Cela ne signifie pas que la France Insoumise et son leader ne méritent pas une analyse critique (radicale, elle aussi) quant à son fonctionnement interne, sa manière de mener les débats publics et de traiter ses alliés potentiels (et obligés). Dans un certain nombre de circonstances, le comportement personnel et l’attitude politique de Jean Luc Mélenchon peuvent être légitimement mis en cause.[2] Mais il ne faut pas se voiler la face, le mécanisme de lynchage qui est à l’œuvre va bien au-delà d’un indispensable exercice critique et démocratique à l’encontre d’une formation politique et de son principal dirigeant.

Montage ACRIMED
Il y a d’abord la disproportion qui relève de l’obsession. ACRIMED (Action — Critique-Medias) a relevé les « unes » de la presse française consacrées à Mélenchon au cours de ces derniers mois qui toutes, sans exception, s’inscrivent dans le registre de la stigmatisation. C’est impressionnant et unique dans l’histoire médiatique contemporaine — . [3] Sur les plateaux des chaines en continu, on mange du Mélenchon à tous les repas. Sur BFMTV on décrète que « Les Insoumis sont des spécialistes de l’enfumage et du maquillage de l’antisémitisme » ou on laisse dire au président d’honneur de la LICRA que le LFI est un « mouvement fasciste » alors qu’il compare « Mélenchon à Goebbels. »[4] Mais plus généralement aujourd’hui dans l’ensemble des médias, l’antisémitisme des Insoumis est un fait acquis qui ne demande aucune preuve. Et certains journalistes pressent d’ailleurs leurs invités de souscrire à cette affirmation, s’ils ne l’ont pas fait d’eux-mêmes.

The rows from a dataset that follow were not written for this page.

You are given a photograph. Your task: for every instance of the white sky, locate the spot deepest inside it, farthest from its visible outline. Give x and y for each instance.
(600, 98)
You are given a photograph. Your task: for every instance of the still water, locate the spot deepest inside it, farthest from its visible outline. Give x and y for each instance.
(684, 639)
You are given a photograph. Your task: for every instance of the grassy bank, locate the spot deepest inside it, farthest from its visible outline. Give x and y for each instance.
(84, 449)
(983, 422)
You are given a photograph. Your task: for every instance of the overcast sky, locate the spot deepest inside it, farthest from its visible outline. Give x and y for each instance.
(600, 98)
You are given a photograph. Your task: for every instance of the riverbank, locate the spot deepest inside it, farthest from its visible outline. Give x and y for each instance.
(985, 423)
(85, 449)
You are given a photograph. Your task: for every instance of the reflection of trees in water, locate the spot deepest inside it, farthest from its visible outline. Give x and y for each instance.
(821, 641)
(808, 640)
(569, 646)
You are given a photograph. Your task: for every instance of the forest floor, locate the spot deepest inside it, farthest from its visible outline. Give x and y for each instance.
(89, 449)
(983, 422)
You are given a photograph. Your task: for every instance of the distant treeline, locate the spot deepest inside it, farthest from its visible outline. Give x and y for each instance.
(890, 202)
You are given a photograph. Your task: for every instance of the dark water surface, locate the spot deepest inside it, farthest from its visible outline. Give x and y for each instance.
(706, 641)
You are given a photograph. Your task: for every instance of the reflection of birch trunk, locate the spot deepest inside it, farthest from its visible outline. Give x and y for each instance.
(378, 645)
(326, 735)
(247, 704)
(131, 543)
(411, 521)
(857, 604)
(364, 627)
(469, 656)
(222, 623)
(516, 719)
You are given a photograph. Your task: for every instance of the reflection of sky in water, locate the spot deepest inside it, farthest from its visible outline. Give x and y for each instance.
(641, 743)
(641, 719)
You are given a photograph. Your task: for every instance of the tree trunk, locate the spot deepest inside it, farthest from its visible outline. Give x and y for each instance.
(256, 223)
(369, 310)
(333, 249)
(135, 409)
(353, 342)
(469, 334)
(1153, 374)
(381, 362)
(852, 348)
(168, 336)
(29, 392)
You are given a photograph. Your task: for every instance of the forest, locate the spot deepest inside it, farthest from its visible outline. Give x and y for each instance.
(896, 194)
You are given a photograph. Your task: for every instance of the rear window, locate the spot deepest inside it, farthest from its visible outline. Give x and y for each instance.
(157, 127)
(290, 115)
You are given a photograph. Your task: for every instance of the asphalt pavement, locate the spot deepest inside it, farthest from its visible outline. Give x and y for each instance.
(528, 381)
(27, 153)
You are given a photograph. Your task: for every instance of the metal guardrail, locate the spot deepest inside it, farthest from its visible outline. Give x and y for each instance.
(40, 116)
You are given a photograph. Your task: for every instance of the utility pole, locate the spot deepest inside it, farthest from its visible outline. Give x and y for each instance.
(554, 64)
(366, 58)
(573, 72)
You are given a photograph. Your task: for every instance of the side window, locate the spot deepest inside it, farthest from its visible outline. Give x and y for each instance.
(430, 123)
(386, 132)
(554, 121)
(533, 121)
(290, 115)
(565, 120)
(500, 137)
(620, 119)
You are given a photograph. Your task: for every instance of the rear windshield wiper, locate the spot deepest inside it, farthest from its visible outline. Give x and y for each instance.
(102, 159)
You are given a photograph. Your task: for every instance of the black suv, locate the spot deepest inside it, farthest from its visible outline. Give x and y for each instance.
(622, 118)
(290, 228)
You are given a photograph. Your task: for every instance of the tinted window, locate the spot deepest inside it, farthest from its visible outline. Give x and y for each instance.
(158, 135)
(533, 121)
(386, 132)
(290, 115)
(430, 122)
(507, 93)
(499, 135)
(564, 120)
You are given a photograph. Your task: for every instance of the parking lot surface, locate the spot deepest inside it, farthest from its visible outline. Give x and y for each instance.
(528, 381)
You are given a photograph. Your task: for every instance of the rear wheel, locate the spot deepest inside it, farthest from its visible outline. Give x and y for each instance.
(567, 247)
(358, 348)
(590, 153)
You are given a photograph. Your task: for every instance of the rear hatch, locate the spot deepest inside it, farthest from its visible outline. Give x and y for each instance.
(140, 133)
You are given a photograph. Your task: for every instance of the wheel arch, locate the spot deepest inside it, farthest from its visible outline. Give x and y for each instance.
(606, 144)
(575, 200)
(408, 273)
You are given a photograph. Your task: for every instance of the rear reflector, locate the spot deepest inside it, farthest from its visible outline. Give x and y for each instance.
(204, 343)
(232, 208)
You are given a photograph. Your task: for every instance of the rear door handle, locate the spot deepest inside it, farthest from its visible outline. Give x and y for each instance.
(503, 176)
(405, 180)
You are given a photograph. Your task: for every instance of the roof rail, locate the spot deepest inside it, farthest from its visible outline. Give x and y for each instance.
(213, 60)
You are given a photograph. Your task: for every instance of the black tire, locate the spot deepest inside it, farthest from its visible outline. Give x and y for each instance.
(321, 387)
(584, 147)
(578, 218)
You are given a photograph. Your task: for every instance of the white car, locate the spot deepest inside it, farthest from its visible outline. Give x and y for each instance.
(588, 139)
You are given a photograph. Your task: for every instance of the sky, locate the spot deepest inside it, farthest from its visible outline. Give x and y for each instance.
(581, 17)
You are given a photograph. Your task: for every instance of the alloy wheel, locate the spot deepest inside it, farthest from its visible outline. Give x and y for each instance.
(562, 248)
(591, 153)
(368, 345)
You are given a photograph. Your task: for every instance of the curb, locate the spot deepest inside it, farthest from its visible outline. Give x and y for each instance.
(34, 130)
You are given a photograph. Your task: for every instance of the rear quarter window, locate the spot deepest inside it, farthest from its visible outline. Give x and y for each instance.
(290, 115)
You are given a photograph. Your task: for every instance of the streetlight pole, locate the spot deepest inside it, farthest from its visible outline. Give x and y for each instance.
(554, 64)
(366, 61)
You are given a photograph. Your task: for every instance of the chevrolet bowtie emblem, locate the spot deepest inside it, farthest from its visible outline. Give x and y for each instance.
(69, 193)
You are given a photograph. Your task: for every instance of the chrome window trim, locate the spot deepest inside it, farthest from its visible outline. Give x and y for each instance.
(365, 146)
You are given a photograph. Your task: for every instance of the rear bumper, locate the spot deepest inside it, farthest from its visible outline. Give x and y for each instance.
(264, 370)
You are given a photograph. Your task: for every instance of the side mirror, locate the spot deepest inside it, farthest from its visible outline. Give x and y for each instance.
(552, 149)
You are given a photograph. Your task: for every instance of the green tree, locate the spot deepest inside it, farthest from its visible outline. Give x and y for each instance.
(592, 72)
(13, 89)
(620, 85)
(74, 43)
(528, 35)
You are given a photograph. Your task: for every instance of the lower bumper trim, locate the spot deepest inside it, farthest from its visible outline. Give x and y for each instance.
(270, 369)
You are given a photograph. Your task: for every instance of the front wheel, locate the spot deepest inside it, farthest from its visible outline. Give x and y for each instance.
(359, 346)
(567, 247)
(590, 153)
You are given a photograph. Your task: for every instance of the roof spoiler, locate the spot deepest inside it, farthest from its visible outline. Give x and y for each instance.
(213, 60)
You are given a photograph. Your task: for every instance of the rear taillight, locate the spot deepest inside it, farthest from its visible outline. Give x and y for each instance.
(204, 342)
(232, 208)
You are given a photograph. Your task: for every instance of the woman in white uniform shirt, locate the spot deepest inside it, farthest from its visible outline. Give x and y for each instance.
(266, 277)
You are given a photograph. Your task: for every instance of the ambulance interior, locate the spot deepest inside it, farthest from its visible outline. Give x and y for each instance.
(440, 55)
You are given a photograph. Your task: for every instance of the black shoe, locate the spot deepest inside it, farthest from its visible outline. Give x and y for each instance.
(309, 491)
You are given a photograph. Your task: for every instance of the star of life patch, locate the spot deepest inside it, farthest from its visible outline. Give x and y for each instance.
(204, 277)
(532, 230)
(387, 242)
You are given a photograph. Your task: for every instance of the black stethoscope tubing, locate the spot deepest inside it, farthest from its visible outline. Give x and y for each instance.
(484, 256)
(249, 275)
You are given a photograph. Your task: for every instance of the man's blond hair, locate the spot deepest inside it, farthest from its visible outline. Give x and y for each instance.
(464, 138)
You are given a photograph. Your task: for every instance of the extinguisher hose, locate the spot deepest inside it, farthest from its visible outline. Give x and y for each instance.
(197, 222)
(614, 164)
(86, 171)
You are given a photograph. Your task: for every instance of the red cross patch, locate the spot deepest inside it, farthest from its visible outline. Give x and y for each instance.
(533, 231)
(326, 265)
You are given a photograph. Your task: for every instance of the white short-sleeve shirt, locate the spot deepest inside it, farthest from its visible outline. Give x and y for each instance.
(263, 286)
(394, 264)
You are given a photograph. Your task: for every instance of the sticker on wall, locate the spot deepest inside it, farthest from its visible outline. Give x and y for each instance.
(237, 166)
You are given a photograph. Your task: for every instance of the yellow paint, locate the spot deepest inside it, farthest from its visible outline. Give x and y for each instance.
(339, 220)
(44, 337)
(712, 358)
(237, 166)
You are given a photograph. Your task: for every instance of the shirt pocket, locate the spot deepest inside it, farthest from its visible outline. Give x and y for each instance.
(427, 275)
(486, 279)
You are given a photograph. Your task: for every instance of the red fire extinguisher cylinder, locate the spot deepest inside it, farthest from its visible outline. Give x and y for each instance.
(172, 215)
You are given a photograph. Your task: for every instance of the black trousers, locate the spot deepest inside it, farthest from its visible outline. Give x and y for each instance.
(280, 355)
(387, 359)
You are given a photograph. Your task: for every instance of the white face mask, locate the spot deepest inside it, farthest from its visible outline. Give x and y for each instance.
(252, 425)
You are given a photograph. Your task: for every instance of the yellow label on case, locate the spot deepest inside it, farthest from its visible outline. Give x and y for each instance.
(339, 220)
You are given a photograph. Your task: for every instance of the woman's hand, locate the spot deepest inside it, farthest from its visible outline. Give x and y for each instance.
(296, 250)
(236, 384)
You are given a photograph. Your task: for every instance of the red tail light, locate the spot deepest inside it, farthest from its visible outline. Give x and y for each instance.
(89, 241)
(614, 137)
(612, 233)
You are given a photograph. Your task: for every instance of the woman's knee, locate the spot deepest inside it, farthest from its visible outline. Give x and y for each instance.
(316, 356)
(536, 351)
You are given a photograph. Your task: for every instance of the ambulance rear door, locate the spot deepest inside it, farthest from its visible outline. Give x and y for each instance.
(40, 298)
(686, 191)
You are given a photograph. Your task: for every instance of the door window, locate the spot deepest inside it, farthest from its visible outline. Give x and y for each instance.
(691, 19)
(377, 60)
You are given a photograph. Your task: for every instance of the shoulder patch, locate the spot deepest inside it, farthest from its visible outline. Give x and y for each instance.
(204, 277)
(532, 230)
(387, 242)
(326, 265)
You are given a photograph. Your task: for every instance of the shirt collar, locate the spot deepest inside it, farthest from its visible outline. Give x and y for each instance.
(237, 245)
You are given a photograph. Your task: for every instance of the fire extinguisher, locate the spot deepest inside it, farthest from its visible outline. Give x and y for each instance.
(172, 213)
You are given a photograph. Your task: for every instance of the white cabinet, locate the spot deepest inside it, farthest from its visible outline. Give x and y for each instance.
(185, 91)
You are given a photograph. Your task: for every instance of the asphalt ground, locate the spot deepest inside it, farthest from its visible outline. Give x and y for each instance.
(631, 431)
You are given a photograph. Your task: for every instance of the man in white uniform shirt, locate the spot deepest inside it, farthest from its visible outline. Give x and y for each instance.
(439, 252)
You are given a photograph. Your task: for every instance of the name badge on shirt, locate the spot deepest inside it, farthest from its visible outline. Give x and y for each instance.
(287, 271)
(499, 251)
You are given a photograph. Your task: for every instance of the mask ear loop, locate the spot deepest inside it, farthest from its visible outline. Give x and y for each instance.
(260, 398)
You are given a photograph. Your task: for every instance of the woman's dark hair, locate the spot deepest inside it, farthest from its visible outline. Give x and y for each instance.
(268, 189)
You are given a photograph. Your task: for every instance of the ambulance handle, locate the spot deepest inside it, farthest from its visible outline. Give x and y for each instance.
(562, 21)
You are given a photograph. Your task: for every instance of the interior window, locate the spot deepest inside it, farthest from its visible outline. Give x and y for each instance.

La presse « modérée » n’est pas en reste. Sur France Inter, une humoriste consacre la moitié de ses chroniques au dézingage de LFI. Et les entretiens avec les représentants des Insoumis sont autant de procès à charge. Un peu partout, il est désormais de bon ton de se demander si ce parti est « dangereux pour la démocratie » ou tout simplement de l’affirmer. On ajoute même : plus dangereux que le RN »…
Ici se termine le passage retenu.